Pan-roasted salmon with East and West salads

Improvised from Martha Stewart recipe
10 min prep, 10 min cooking time
Serving: 4

1/4 c olive oil, 4 salmon fillets (sized according to what else you will be serving)
West salad: 1 white onion, thinly shaved, 1 bulb of fennel, thinly shaved, o1/4 c cilantro or parsley, 1 T white balsamic vinegar, coarse salt, 2 tomatoes (original recipe also has pea shoots)
East salad (optional): 1/2-3/4 c parsley (or other salad greens), 2 T sesame oil, 2T or more light soy sauce depending on how salty you want it, 2T toasted sesame seeds, salt pinch

For salmon: Preheat overn to 350, Heat a large oven proof skillet over high heat (I used cast-iron skillet; high heat necessary to sear salmon), add 1 T of oil to coat pan. Add salmon, skinn side up and sear until golden, about 3 min. Flip and then transfer to oven. Roast 5 min. for medium.

The West salad does NOT work without the fennel!

For West salad: Toss fennel,onion, and 1/4c parsley (or cilantro) leaves, vinegar, 3 T of olive oil, bit of salt. For East salad. Chop remaining parsley, add sesame oil, soy sauce, 2toasted sesame seeds. Can adjust these according to taste. Add pinch of salt. Can also mix with other salad greens.

Arrangement: Slice tomatoes and arrange on plate. Top with salmon, then add West salad on top. (Drizzle with a little more oil, optional, I don’t like adding more oil). Season with salt (optional, I didn’t use more salt and it was fine), garnish with some sprigs. Add East salad on side or serve in separate bowl.

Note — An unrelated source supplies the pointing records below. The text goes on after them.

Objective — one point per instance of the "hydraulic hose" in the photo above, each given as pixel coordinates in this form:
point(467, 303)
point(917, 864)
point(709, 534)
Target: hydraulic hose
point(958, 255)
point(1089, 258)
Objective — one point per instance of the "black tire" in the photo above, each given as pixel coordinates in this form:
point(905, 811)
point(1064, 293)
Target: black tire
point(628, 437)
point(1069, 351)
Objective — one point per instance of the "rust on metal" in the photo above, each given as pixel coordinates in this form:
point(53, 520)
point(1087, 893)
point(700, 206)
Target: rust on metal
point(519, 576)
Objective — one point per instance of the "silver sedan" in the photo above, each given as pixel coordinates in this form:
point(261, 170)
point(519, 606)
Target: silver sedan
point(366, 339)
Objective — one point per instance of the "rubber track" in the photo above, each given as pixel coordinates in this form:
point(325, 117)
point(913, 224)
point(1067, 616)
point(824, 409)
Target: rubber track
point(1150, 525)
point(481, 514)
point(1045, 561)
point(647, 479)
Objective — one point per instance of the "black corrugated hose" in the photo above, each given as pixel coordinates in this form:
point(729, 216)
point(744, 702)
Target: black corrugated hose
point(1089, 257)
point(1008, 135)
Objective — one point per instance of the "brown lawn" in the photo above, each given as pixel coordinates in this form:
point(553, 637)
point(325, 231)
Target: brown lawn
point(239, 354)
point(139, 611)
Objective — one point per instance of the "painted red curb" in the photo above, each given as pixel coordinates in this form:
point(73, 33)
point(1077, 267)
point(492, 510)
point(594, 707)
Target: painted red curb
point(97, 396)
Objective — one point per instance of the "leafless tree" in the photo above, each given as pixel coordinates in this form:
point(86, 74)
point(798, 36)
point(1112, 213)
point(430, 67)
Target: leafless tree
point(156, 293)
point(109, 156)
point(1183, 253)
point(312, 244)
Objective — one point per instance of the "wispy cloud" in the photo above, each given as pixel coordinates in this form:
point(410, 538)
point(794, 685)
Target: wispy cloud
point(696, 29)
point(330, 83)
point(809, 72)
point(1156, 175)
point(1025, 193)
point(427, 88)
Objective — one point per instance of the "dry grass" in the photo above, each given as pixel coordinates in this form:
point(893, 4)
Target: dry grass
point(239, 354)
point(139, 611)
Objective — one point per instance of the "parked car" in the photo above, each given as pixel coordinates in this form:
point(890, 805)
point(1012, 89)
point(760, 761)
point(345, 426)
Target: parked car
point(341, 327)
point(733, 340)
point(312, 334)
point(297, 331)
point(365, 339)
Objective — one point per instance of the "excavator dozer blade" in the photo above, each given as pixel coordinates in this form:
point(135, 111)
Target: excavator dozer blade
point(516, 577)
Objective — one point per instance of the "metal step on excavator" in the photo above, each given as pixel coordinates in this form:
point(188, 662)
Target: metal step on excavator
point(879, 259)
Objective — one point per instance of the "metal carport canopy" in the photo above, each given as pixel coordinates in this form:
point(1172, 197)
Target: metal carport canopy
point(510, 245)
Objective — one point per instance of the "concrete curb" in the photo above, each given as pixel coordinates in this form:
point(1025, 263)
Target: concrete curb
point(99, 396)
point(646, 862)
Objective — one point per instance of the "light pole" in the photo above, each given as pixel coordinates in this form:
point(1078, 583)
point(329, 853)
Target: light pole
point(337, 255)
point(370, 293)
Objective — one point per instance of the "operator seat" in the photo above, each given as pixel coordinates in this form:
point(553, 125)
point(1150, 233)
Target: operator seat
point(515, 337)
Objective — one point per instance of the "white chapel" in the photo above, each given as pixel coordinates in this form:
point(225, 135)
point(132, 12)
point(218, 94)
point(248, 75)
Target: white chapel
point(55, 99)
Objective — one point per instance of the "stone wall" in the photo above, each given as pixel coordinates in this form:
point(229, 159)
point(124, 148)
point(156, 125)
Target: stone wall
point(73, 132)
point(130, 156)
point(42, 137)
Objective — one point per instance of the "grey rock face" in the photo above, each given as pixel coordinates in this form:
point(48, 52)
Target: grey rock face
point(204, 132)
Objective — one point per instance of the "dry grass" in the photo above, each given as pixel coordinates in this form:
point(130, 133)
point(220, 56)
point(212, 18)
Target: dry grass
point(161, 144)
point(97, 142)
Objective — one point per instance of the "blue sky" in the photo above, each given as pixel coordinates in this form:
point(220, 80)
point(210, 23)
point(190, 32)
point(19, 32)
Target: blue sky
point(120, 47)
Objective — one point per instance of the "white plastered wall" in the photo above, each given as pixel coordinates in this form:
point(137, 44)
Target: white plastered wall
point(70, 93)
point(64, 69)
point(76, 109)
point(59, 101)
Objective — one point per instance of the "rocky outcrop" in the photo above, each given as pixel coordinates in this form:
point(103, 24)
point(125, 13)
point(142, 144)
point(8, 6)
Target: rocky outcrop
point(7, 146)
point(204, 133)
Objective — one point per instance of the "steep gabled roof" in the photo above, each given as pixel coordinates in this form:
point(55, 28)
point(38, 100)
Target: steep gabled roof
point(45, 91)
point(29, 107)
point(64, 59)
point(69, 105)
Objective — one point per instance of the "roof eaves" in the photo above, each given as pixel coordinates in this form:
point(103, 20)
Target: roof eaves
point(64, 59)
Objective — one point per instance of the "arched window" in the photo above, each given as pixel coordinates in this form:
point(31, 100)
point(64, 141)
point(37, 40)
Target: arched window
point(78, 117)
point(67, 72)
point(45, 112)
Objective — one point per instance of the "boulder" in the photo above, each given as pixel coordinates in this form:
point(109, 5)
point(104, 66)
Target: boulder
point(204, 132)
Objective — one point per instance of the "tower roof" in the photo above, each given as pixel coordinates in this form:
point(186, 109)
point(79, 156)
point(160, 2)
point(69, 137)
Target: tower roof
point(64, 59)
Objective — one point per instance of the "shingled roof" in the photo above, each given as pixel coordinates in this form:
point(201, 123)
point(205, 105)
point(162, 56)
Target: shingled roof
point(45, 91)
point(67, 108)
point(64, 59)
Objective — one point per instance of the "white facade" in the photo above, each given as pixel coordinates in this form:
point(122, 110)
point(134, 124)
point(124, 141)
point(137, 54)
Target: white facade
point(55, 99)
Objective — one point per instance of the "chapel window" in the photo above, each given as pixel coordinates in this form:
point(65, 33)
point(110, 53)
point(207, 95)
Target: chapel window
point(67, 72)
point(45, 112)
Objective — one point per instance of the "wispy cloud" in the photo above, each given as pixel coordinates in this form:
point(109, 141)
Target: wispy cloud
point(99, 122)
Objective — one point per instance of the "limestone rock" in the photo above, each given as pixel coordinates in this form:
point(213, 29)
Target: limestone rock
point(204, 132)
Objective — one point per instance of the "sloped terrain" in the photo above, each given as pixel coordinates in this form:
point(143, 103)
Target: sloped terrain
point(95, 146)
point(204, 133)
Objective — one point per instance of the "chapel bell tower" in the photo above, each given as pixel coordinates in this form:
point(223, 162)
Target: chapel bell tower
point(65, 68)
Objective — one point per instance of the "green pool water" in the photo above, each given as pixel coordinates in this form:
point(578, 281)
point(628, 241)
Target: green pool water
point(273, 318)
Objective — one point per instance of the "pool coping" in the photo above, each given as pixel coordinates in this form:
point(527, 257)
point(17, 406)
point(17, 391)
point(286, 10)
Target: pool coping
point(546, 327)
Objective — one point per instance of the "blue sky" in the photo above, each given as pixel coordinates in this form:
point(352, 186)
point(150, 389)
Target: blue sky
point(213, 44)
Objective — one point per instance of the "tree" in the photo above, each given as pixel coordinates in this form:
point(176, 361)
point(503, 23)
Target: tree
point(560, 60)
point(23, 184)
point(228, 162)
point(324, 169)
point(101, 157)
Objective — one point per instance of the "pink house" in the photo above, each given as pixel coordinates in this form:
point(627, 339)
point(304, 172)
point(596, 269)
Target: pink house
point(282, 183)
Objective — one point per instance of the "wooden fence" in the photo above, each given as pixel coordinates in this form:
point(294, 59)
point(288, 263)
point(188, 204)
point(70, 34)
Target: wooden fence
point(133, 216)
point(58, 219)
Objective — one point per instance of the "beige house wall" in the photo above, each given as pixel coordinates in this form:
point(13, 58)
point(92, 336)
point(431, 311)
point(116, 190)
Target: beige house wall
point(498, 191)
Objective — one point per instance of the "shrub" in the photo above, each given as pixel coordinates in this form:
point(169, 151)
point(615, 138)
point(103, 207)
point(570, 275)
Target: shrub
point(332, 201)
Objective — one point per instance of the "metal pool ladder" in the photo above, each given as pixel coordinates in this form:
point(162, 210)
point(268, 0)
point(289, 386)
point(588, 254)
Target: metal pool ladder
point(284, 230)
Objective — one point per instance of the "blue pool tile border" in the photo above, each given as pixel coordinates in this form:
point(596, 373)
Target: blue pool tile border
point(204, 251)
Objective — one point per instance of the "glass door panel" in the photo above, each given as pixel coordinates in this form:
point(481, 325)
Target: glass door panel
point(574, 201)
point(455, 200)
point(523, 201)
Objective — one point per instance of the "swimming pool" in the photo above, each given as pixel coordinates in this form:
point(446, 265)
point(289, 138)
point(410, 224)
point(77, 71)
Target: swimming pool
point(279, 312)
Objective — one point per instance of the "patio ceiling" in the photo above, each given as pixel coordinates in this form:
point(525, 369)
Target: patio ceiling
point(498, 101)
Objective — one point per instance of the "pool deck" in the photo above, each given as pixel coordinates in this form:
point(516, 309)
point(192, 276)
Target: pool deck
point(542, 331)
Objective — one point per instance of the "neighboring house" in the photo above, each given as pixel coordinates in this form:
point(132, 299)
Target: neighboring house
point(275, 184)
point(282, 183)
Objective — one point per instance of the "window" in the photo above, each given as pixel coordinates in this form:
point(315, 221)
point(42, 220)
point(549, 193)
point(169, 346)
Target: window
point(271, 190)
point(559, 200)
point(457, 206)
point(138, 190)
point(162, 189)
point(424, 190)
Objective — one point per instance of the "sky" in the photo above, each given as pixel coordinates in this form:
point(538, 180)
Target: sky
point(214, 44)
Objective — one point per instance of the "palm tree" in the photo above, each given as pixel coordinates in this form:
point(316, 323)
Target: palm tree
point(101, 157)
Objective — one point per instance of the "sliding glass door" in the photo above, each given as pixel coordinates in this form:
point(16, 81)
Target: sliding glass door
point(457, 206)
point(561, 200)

Tips: For maximum efficiency, turn on oven for preheating, prepare West salad, slice salmon and start searing on stovetop while preparing East salad, put salmon in oven while plating tomato and East salad, when salmon is done, top with West salad and you’re done! If entertaining, prepare both salads in advance, then cook salmon while appetizers or soup is being served.